Use socket.io to trigger the logout from the server. But again, one of the tabs from the user has to send the initial request to the server stating the timeout that has occurred. Then using the web socket, we can trigger logouts on every page

var express = require('express');
var app = express();
const http = require('http');
const server = http.createServer(app);
const io = new Server(server);

var users = {}
io.on('connection',client=>{
  client.on("newUser",userid=>{
    if(!users[userid]) users[userid] = []
    users[userid].push(client.id)
  })
  client.on("disconnect",userid=>{
    users[userid] = users[userid].filter(u => u!==client.id)
  })
  client.on("logout",userid=>{
    var pageUsers = users[userid]
    for(var p of pageUsers){
      client.to(p).emit("doLogout","")
    }
  })
})

server.listen(9000)

var socket = io("https://chat-website.com");

socket.on("connect", () => {
  var random = Math.random().toString(36).substr(2) // Random String
  if(localStorage.getItem("autologout") === null) localStorage.setItem("autologout",random)
  else random = localStorage.getItem("autologout")
  socket.emit("newUser", random)
})

socket.on("doLogout",e => console.log("Do logout here") )

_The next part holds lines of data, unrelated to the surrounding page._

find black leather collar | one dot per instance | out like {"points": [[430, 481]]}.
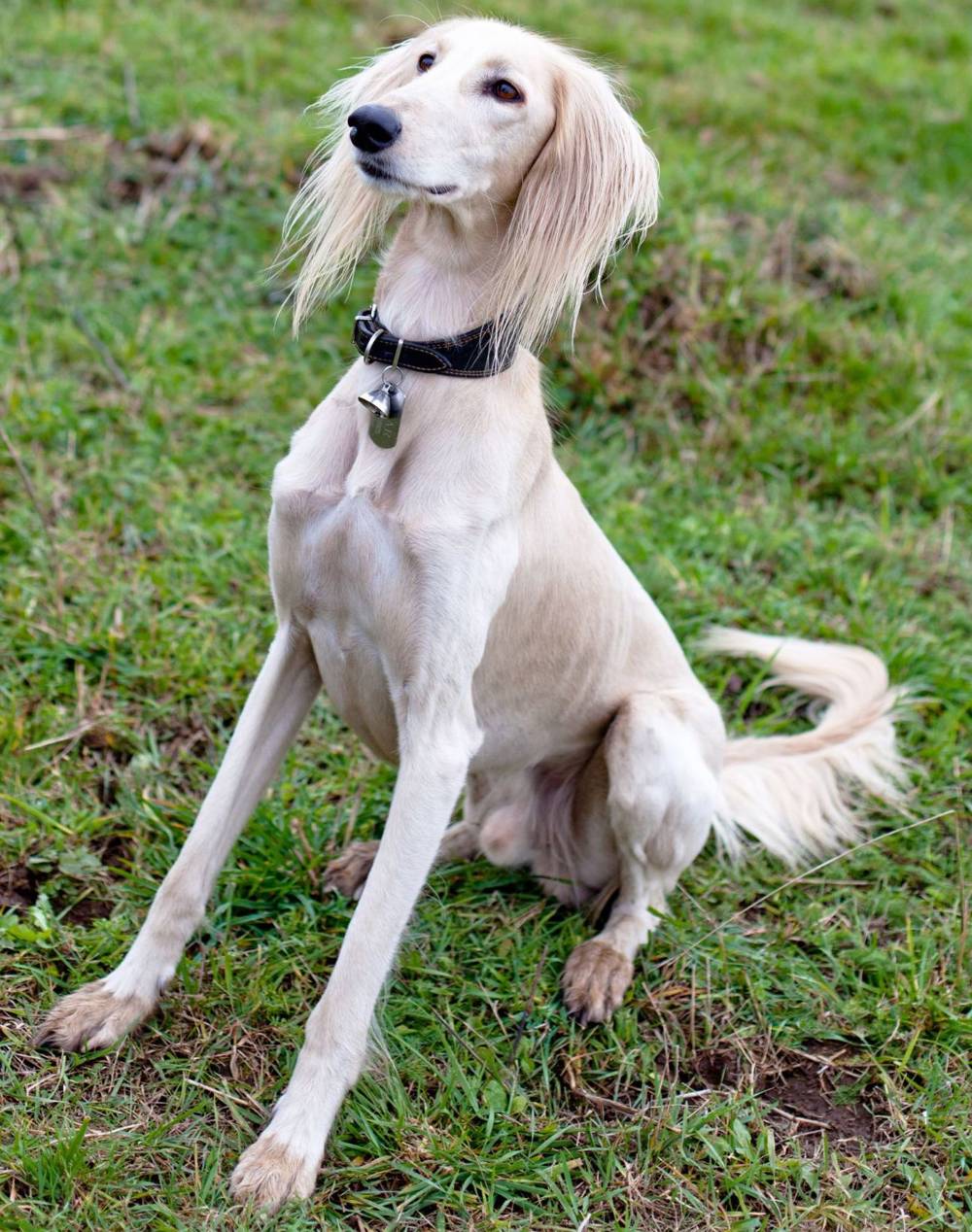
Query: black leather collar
{"points": [[472, 354]]}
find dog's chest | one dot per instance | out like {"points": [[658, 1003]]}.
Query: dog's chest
{"points": [[340, 569]]}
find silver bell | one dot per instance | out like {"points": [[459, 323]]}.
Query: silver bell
{"points": [[385, 403]]}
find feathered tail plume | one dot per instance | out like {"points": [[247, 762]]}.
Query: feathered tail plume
{"points": [[796, 794]]}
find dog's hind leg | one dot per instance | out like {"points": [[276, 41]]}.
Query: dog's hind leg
{"points": [[100, 1012], [662, 798]]}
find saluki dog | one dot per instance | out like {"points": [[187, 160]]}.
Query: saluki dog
{"points": [[437, 574]]}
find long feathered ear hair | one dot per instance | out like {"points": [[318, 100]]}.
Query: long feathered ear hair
{"points": [[335, 219], [591, 189]]}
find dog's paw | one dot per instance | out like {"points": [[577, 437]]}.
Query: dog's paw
{"points": [[595, 980], [270, 1173], [91, 1018], [348, 873]]}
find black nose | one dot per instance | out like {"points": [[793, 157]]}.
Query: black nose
{"points": [[373, 128]]}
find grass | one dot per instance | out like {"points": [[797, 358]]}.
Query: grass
{"points": [[768, 418]]}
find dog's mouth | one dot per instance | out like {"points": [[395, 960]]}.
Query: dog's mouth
{"points": [[376, 171]]}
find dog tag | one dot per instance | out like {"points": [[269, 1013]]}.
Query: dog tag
{"points": [[385, 403]]}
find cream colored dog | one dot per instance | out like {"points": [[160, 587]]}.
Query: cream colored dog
{"points": [[457, 601]]}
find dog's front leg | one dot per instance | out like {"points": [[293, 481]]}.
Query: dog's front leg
{"points": [[438, 736], [100, 1012]]}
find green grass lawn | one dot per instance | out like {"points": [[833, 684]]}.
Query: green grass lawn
{"points": [[769, 417]]}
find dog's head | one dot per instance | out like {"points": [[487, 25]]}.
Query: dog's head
{"points": [[475, 113]]}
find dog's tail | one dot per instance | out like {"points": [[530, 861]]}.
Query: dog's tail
{"points": [[796, 794]]}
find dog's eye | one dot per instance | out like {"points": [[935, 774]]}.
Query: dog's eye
{"points": [[505, 91]]}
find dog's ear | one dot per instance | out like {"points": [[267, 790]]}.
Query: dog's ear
{"points": [[336, 219], [591, 188]]}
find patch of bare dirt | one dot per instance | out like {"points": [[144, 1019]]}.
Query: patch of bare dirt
{"points": [[819, 1089], [17, 886]]}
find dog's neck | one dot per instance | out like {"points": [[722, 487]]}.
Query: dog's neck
{"points": [[438, 265]]}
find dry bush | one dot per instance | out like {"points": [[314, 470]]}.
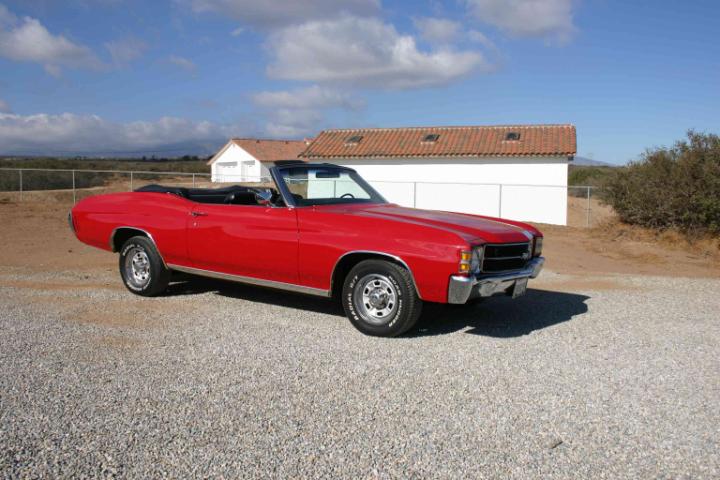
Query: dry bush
{"points": [[671, 188]]}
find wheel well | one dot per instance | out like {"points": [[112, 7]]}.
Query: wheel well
{"points": [[347, 262], [122, 235]]}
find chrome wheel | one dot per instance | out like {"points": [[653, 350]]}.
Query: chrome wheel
{"points": [[137, 268], [376, 298]]}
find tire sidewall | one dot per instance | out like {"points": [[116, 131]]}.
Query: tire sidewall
{"points": [[396, 324], [156, 267]]}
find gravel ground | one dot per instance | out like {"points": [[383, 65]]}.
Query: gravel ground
{"points": [[619, 378]]}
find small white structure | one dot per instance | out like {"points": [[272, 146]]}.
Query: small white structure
{"points": [[249, 159], [516, 172]]}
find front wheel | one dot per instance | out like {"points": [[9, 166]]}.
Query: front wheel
{"points": [[380, 299], [142, 268]]}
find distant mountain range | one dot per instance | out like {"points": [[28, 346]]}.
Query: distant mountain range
{"points": [[589, 162]]}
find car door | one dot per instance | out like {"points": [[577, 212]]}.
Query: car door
{"points": [[246, 240]]}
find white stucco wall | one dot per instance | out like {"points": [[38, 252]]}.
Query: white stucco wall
{"points": [[533, 188], [229, 167]]}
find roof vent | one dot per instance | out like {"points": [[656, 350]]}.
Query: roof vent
{"points": [[354, 140]]}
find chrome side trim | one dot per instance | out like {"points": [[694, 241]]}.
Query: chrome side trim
{"points": [[461, 288], [251, 280], [373, 252], [112, 240]]}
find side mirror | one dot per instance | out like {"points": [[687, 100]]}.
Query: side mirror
{"points": [[263, 198]]}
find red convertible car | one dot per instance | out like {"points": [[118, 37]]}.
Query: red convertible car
{"points": [[322, 230]]}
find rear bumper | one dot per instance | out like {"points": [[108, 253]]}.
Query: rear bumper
{"points": [[462, 289]]}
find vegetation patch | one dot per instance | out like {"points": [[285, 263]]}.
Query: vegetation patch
{"points": [[670, 188]]}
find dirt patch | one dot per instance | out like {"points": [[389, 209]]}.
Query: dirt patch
{"points": [[582, 284], [580, 251]]}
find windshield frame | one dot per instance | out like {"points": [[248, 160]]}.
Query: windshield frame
{"points": [[277, 175]]}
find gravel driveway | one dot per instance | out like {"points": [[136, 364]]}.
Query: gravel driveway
{"points": [[582, 378]]}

Invalidate the token. It's a common practice now-a-days that a token is sent with every request made from the user which is generally a JSON Web token. So, once the user triggers the logout, send a request to the server to invalidate the token. This way, all the other tabs are virtually logged out since the token is no longer valid.

HTTP is stateless

HTTP is stateless! which means, the user has to trigger the auto logout and hence it's tempting to implement this auto logout feature entirely in the front end in a javascript file. But, for a veteran hacker, he/she can simply override the JS function using the developer console and can stop the page from logging out ever. Not a desirable result. Ain't it?

How to overcome them? Well, there is no fool-proof way of stopping any code manipulation attempt, but we can make it hard to override the JS code by obfuscating the script. But sadly, there are also de-obfuscators available online.